One of our wonderful supporters, Jade Walker, recently completed the Ultra Marathon along the Great Ocean Road, in support of GI cancer research – spurred on by a close friend diagnosed with a digestive cancer. Here is her post event update …
So I somehow did it! Beginning the run at 7:30 Saturday morning and finishing at 2am Sunday morning, 18.5 hours of running/walking.
Thank you so much to everyone for their love and support, either before the run, during it and after, it has all really just blown me away!
The most important update being that during the run my fundraising jumped to nearly $3,500! This was why I attempted this crazy run, so I’m so excited to have raised this much for the GI Cancer Institute, in honour of my beautiful friend with Cancer.
It has definitely taken me a little while to process the magnitude of it all and realise I actually did it! I don’t have too many pics, more of the first leg, as after that I had to keep all my energy to keep doing my Forest Gump thing.
The whole experience was just amazing! It was epic, shattering, crazy, amazing, tearful, scary and so much more in between. It really was an adventure, the course was filled with so many adventures, just to name a few:
* Running around the bottom of amazing cliffs on the beach and getting smashed by waves up to my belly button.
* Literally rock climbing along the beach, under cliffs for an hour!
* Getting literally lost in the bush and walking an extra 11kms off track. Luckily my angel friend Jem was tracking me along the way and called me to alert me that a fellow runner and I were no longer on the track. Realising afterwards all the hard work and beautiful updates on fb that this amazing friend of mine was up to, blew me away ?

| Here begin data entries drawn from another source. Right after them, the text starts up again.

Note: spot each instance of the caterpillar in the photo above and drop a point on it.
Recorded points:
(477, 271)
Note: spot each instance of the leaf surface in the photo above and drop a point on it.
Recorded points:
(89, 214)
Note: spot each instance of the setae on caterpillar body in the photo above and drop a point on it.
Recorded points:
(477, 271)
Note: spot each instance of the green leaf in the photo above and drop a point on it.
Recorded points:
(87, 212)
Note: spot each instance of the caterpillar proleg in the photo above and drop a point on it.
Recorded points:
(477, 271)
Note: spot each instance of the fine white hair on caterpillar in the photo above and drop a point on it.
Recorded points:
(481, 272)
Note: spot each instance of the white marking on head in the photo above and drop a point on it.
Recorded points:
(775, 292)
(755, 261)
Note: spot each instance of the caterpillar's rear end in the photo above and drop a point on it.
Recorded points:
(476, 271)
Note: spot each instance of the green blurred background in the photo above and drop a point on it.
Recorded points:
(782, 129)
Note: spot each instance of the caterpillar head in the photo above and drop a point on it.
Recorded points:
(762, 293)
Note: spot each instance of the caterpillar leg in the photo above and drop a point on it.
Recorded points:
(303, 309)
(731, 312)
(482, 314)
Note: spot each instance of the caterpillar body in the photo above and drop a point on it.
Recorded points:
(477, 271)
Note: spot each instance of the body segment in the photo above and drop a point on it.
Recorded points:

* The most amazing views of the Great Ocean Road I could ever see in my lifetime – I was so privileged to do this! That was my mantra when I was struggling, running alone and or hurting, ‘I am privileged to see all this and do something so epic!’
* I met some amazing people that I was so lucky to run with, the one in particular that I was lost with – we stuck together until the very end. Calling ourselves ‘besties in the bush’ in the end, talking about everything from our first kiss to what we wanted to in life and everything in between. We ran, walked, shuffled and cried together for around 6 hours of the run.
* Finding out afterwards the lengths my partner went to to support me along the way; waiting in the cold, hail and rain at 2am for me to finish. Thank you and I hope you know how much your support meant to me.
* Having injured my right ankle in training, I managed to roll my left ankle on the last leg and had to continue to the end with this.
When I have a friend going through all she is, that was nothing. This beautiful lady was always in the back of my mind and sending me beautiful messages of support through the entire 100km, so I could never have quit and I made it. ??